Paradójico que un electorado agotado de tantas promesas incumplidas llevó al poder a un presidente rabiosamente opuesto a la idea misma de consolidar a las clases medias…

El tercer factor fue el candidato sempiterno que llevaba dos décadas criticando al proyecto reformador, alimentando el resentimiento y dándole espacio y expresión a toda esa desazón y desesperanza que se había venido acumulado por siglos y que se había exacerbado con las reformas que él denominaba “neoliberales”. Su discurso y su persona habían cobrado autoridad moral al expresar el malestar que había sobrecogido a muchos mexicanos. Luego de dos derrotas, llegó a la Presidencia con la alfombra puesta por su predecesor, quien pareció haber diseñado su script expresamente para empatar las críticas del hoy presidente.

Ya en el gobierno, el presidente ha probado ser un priista de cepa. Muy en el corte de sus predecesores, se ha abocado a reconstruir la vieja Presidencia, aunque con un sesgo nada priista: su profundo rechazo a cualquier sentido institucional. La autoridad de la persona del presidente basta para resolver los problemas que aquejan al país, todos ellos producto de la falta de voluntad de sus predecesores. No es necesario resolver los problemas que prometió: con atacar a sus adversarios se cubre el expediente. Los resultados a la fecha hablan por sí mismos y se manifiestan en el brutal contraste entre la popularidad del presidente y la reprobación que caracteriza a su gobierno. El presidente retiene su credibilidad como persona, pero no por el ejercicio de su administración.
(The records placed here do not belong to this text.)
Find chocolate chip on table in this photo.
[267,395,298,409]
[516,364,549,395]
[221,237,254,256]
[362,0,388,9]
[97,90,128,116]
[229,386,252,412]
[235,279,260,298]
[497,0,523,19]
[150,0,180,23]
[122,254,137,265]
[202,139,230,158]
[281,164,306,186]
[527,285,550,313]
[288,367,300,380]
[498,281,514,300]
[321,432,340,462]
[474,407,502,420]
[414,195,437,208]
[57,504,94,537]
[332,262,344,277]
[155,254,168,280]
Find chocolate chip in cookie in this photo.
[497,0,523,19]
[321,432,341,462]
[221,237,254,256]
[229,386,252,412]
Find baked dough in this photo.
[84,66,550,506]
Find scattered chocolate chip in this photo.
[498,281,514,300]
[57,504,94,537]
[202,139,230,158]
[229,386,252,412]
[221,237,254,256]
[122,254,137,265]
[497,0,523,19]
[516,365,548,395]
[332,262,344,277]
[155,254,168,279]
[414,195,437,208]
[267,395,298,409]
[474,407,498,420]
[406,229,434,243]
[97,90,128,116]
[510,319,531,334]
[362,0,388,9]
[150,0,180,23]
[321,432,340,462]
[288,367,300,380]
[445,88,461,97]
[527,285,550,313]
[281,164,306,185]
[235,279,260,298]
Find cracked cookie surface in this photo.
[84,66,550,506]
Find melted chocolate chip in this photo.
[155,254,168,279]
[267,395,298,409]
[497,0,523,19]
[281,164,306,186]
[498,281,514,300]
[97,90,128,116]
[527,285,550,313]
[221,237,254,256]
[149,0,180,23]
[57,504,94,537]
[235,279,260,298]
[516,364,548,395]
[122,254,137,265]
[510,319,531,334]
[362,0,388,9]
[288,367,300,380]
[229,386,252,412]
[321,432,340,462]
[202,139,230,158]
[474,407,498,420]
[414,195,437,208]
El desencuentro es obvio, particularmente entre las clases medias, el gran logro de la era priista y que en nada alteraron las dos administraciones panistas. El objetivo del régimen postrevolucionario había consistido en lograr el desarrollo con estabilidad, ésta última garantizada por una creciente y cada vez más pudiente clase media. Esa clase media, desencantada por la desigualdad y corrupción de las últimas décadas, se volcó hacia López Obrador en 2018 en una virtual sublevación. Paradójico que un electorado agotado de tantas promesas incumplidas llevó al poder a un presidente rabiosamente opuesto a la idea misma de consolidar a las clases medias. Socios dispares, alianza insostenible.

Ahora que se aproxima el fin del Gobierno todo está en la tablita. La coalición –formal e informal– que secundó al presidente en su elección de 2018 se ha fragmentado, como ilustra el resultado del revocatorio en que el presidente obtuvo la mitad de votos que en su elección original. El poder absoluto desmoraliza, escribió Lord Acton. México lo vive todos los días.